Carnegie Mellon University

Photo of Dean Bob Dammon

February 01, 2018

Dean and Alumni Discuss Trends in Entrepreneurship and Technology

As the Tepper School MBA students in the Business & Technology Club and the Graduate Entrepreneurship Club were participating in their annual trek to the West Coast during winter break, the alumni community gathered at Palo Alto-based VMware. That evening, MBAs and alumni met for an interactive panel discussion with leading Tepper women alumnae who shared their personal perspectives on entrepreneurship, innovation and being a woman in the technology industry.

The fireside chat was moderated by Dean Robert Dammon, who was joined by Christine DeFilippo (MSIA 1994), who works as the director of map operations for Apple Inc., Emily Mui (MSIA 1995), senior director, SAP Cloud Product Marketing at SAP and Cindy Padnos (MSIA 1980), founder and managing partner at venture capital firm, Illuminate Ventures. 

As the initial discussion focused on trends such as location-based and machine learning technologies, the conversation turned to the importance of disruptive technologies.

“We invest in entrepreneurs that see disruptive technologies and whose companies will ultimately transform how we do business,” said Padnos, while discussing her firm. “Small businesses can compete with large organizations because of these innovations.”

As the discussion turned to how women in the technology industry are received or any barriers they may face, the panelists reflected on their personal experiences and how culture has evolved as women in tech-focused workplaces.

“There is no better time to enter into the tech world for women than today,” Padnos said. “When you’re the only woman in the room, you’re noticed and you can make impactful changes.”

“I’m used to being the only woman at the table,” DeFilippo said. “That’s why I am there — to provide a different perspective.”

The panelists also had some advice for the MBA students in attendance when looking back on their own experiences at the Tepper School and for their careers.

“Take the job that makes you grow,” Mui said. “Sometimes you need to remember your resume and the story you will tell with each experience you have.”

“Tepper felt like a community, which was really personal for me.
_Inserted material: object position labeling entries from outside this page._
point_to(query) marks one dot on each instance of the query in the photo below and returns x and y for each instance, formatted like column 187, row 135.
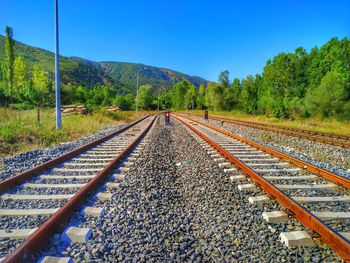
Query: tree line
column 292, row 85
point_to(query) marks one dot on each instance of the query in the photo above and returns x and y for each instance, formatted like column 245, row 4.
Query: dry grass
column 324, row 125
column 19, row 130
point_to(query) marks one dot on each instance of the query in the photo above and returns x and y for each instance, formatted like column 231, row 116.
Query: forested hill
column 88, row 73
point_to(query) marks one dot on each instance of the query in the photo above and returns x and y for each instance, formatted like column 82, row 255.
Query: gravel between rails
column 24, row 161
column 329, row 157
column 165, row 211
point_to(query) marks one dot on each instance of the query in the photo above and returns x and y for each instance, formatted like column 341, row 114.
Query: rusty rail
column 327, row 234
column 309, row 167
column 28, row 174
column 40, row 236
column 324, row 137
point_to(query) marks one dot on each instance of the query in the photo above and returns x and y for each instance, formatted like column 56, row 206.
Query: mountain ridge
column 80, row 71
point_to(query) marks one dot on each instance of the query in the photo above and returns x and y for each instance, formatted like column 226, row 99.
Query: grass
column 20, row 131
column 323, row 125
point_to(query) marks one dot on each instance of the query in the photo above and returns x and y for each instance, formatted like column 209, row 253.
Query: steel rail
column 40, row 236
column 327, row 234
column 28, row 174
column 309, row 167
column 294, row 132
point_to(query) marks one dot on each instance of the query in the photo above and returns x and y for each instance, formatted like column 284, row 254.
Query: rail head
column 328, row 235
column 340, row 180
column 28, row 174
column 41, row 235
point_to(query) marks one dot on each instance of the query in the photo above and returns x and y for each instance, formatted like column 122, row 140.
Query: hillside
column 88, row 73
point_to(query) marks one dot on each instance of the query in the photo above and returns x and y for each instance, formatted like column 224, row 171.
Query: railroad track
column 323, row 137
column 315, row 197
column 35, row 203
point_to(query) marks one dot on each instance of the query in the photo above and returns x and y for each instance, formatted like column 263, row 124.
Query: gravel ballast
column 177, row 205
column 24, row 161
column 325, row 156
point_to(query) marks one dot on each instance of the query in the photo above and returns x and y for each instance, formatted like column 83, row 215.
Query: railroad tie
column 76, row 235
column 49, row 259
column 60, row 186
column 306, row 186
column 275, row 217
column 16, row 233
column 246, row 187
column 103, row 197
column 236, row 178
column 290, row 170
column 297, row 239
column 321, row 199
column 93, row 211
column 28, row 212
column 77, row 170
column 225, row 164
column 259, row 200
column 230, row 170
column 63, row 177
column 118, row 177
column 110, row 185
column 35, row 197
column 296, row 177
column 329, row 215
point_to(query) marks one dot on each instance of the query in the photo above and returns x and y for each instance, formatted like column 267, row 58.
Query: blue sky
column 197, row 37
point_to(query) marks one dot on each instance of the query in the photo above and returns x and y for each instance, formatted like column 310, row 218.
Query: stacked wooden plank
column 73, row 110
column 112, row 108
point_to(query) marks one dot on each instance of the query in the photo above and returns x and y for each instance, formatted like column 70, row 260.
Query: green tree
column 40, row 88
column 190, row 97
column 236, row 92
column 224, row 78
column 214, row 96
column 330, row 98
column 178, row 92
column 9, row 60
column 124, row 102
column 249, row 95
column 21, row 82
column 201, row 97
column 165, row 100
column 145, row 97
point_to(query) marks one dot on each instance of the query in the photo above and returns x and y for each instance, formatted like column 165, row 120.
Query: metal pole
column 57, row 75
column 137, row 91
column 158, row 99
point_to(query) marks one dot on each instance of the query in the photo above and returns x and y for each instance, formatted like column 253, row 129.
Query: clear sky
column 197, row 37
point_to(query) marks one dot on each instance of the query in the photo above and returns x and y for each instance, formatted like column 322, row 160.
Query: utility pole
column 137, row 91
column 57, row 73
column 137, row 88
column 158, row 100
It pushed me to my limits — I could run circles around anyone else from any other b-school,” DeFilippo said. When reflecting on her career and advice, “There really is no growth in comfort — take the job the stretches you and pushes you to grow.”

Padnos echoed a similar sentiment when looking back at her Tepper School experience. “I struggled at first, having a background that didn’t focus heavily on quantitative skills like statistics — and the dean became a mentor to me. When I got through it all, I knew I could do anything.”